06:51Yet our reporting today from that team shows that, well, maybe they could be interested in Warner Brothers Discovery, at least parts of Warner Brothers Discovery.
07:01So if they get a movie studio, how much will they pay for that movie studio?
07:05Or maybe this is just trying to bid up the price so other rivals have to pay more.
07:09Maybe they could lean on Mattel for some IP or something.
07:13Mattel reporting their earnings just crossing the Bloomberg terminal.
07:16Investors don't like it, down about 14%.
07:19Let's go right to the outlook.
07:20The company still sees fiscal year adjusted EPS of $1.54 to $1.66 a share.
07:26Estimate is $1.61.
07:28Still sees fiscal year net sales at constant currency, up 1% to up 3%.
07:35And fiscal year adjusted gross margin of about 50%.
07:38The estimate on the street was about 50.3.
07:40But the company says sales dip as tariff uncertainty delays Christmas orders.
07:45And that's not a good thing to hear because you know how much the holiday season is so important to this company, Romain.
07:52Capital One also out with their report as we were speaking here.
07:55The most recent quarter adjusted EPS comes in higher than expectations, $5.95.
08:01The street was looking for $4.39.
08:04Net charge-offs also better than expected, $3.47 billion.
08:09The street was looking for about $3.7 billion.
08:11So decent bottom line and a slight improvement when it comes to the negative of charge-offs here.
08:18We should also point out the company said its efficiency ratio actually increased, widened, I should say, 53.8%.
08:24Yeah, and you can see Capital One shares moving slightly higher after hours.
08:28This is a company, too, that had a high bar when you consider that Capital One shares higher by nearly 23% on a total return basis in 2025 through today's close.

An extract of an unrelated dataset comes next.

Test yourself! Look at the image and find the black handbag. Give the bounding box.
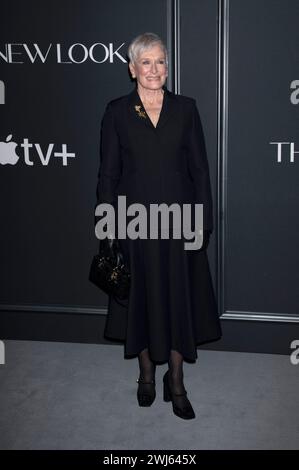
[89,237,131,306]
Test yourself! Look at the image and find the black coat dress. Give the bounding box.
[95,86,222,362]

08:38I do want to circle back to what we're seeing with Mattel, with Netflix.
08:41I actually have a way to tie them together.

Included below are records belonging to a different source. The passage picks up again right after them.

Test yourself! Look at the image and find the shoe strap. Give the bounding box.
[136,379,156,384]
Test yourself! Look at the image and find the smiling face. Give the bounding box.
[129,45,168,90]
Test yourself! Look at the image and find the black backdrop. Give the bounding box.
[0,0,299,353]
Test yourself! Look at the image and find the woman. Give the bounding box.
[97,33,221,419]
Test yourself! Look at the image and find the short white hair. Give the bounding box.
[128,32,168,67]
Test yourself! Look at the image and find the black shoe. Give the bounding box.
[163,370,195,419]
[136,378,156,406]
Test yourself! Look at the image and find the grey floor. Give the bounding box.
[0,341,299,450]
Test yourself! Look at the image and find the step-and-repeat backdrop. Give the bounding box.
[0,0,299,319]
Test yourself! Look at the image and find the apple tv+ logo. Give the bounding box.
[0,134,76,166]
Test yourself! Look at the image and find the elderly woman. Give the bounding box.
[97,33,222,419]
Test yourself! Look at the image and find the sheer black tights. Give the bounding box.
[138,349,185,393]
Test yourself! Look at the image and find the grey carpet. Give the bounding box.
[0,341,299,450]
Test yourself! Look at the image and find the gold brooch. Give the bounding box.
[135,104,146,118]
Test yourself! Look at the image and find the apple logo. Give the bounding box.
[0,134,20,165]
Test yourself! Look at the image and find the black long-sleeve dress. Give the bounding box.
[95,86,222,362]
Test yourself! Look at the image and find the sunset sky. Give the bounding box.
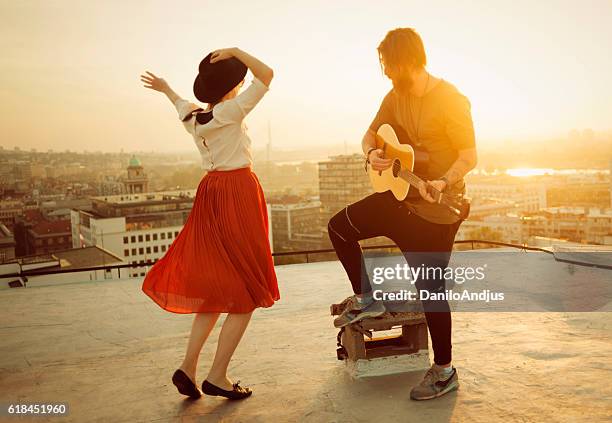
[0,0,612,152]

08:43You talk about IP, Carol.
08:44Actually, there was a report out earlier today that Netflix has picked Mattel and Hasbro for K-pop Demon Hunters toy partnerships.
08:53That's not helping out either stock at this moment right now.
08:56And I think to pick up what you were saying about Mattel, Carol, that to see tariff uncertainty delaying Christmas orders,
09:03I mean, this is prime time, obviously, for a toy company and really speaks to where we are when it comes to the global trade landscape.
09:11Yeah, I mean, listen, you're talking about a toy industry that gets most of its products from China,
09:16and that has been, Tim, as we know, a key target of President Trump's tariff increases.
09:21Okay, so other companies reporting, too, after the Bell Intuitive Surgical, the maker of the Da Vinci Surgical Robot,
09:27shares surging right now up more than 12% in the after hours.
09:31The company sees 2025 adjusted gross profit margin 67% to 67.5%.
09:37Third quarter adjusted EPS beat estimates, Romain.
09:40All right, I also just want to very quickly just go to Omnicom, because, of course, we're going to talk a little bit more about Netflix
09:45and that build-out of its ad platform.
09:47Omnicom, one of the biggest ad platforms out there, they reported earnings relatively in line with estimates,
09:53$4.04 billion in revenue in the most recent quarter, and $2.24 in adjusted EPS, relatively in line with estimates,
10:02but you see a slight tick to the downside in the shares in the after hours.
10:06All right, folks, as we wrap, we've got Mattel certainly dipping big time in the aftermarket.
10:11It is down about 20% here as we speak, actually now down about 11%.
10:15TI is down about 5%, and then, of course, Netflix down almost 6% here in the aftermarket,
10:20so a lot for investors to kick around, certainly, into the Wednesday trade.